God, this bubble burst is going to be so brutal

@zenhob I cashed out all my tech stocks back in January. I suspect this will be the dot-bomb v2.0, where everyone finally figures out that LLMs and the hundreds of billions of dollars invested would have been better off getting tossed into a dumpster and just lit on fire.

They're impressive chatbots, but not useful for anything of consequence. They can't do math, they can't play games, they get basic facts wrong, they can be manipulated into being complicit in crimes, etc.

@JustinDerrick @zenhob "The market can stay irrational longer than you can remain solvent." Crypto is still going strong; been around for ~16 years. Tesla's stock is still higher than this same time last year.
@1337 @JustinDerrick @zenhob Crypto is a bit of a special case IMO because it's a *purely* abstract asset that's not even pretending to be tied to any physical function. I think about it as a decentralized ponzi scheme that only requires a bit of "get rich quick!" marketing, electricity, and hardware. Until one of those things goes away, the crypto scam will continue.

@stelclementine @1337 @zenhob As an IT guy, blockchain and crypto seems interesting, possibly revolutionary -- taking money out of the hands of politicians and bankers, and making it a hard asset like gold, but instantly portable and nearly infinitely divisible -- all made possible and enforced by code.

As someone who breathes, and is consequently concerned about the environment, it's a trainwreck.
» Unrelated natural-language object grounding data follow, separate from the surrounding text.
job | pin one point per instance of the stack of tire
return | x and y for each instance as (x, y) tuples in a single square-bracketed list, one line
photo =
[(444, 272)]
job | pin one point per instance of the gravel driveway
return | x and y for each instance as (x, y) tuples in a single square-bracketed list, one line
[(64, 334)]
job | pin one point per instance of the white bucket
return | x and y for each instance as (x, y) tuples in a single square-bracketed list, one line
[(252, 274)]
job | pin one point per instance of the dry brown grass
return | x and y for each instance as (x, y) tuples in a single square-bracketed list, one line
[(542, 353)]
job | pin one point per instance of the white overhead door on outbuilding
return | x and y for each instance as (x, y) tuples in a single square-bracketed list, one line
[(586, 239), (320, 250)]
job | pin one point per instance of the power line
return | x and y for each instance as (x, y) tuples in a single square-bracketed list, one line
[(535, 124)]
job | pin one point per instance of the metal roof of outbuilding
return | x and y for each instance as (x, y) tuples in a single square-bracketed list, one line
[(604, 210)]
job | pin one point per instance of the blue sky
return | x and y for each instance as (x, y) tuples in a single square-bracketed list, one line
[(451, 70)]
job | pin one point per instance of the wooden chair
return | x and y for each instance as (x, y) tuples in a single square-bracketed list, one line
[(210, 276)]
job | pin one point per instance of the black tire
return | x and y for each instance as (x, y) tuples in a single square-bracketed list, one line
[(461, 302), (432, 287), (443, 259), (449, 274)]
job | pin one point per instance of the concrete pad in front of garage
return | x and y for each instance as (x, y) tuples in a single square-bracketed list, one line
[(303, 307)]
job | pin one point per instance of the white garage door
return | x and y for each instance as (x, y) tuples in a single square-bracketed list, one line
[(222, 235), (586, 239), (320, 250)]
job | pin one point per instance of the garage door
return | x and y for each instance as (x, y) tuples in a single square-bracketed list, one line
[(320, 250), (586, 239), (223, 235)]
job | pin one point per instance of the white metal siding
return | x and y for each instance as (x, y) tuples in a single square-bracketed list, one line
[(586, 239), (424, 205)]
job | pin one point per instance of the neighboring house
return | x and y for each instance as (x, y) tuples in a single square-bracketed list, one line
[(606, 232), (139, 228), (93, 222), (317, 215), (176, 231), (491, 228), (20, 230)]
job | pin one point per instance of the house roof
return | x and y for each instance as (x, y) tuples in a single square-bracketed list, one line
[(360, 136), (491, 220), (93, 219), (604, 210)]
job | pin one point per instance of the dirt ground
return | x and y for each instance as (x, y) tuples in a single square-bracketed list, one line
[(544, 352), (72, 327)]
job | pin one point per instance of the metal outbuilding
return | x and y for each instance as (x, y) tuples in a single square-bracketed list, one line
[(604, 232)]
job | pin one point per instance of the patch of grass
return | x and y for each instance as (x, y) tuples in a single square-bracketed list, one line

Only time will tell what happens to it.

@JustinDerrick if it worked like the early adopter libertarians envisioned (I.e., not grifters), Bitcoin would be a deflationary currency; the rich could just horde it, not "putting it to use," with investment or loans, and they would gain value just sitting on it. Though, a long time ago I remember seeing "Freicoin" or something like that based on ideas by some obscure economist that was designed to be inflationary. The idea went something like, currency represents resources, like corn, and resources degrade, so currency should too.
@JustinDerrick @stelclementine @1337 @zenhob I thought Bitcoin was interesting when it was new, but it very quickly demonstrated that it was not a viable currency. Maybe the worst problem is the transaction rate limit. The energy use is way too high, unless every node is also doubling as a space heater. Anyone who owns enough computing power can manipulate the entire network. And now that it’s securitized it’s not even independent.
@JustinDerrick @stelclementine @1337 @zenhob they’ve taken money out of the hands of imperfectly regulated bankers and given it to wholly unregulated dipshits who keep doing endless scams.
@JustinDerrick @stelclementine @1337 @zenhob It's a good idea only if you think that the problem is with who controls the money, and not with the whole concept of money.
@JustinDerrick @stelclementine @1337 @zenhob Politicians and bankers have long moved into crypto. There are no technological solutions to the natural tendency of markets to facilitate centralization.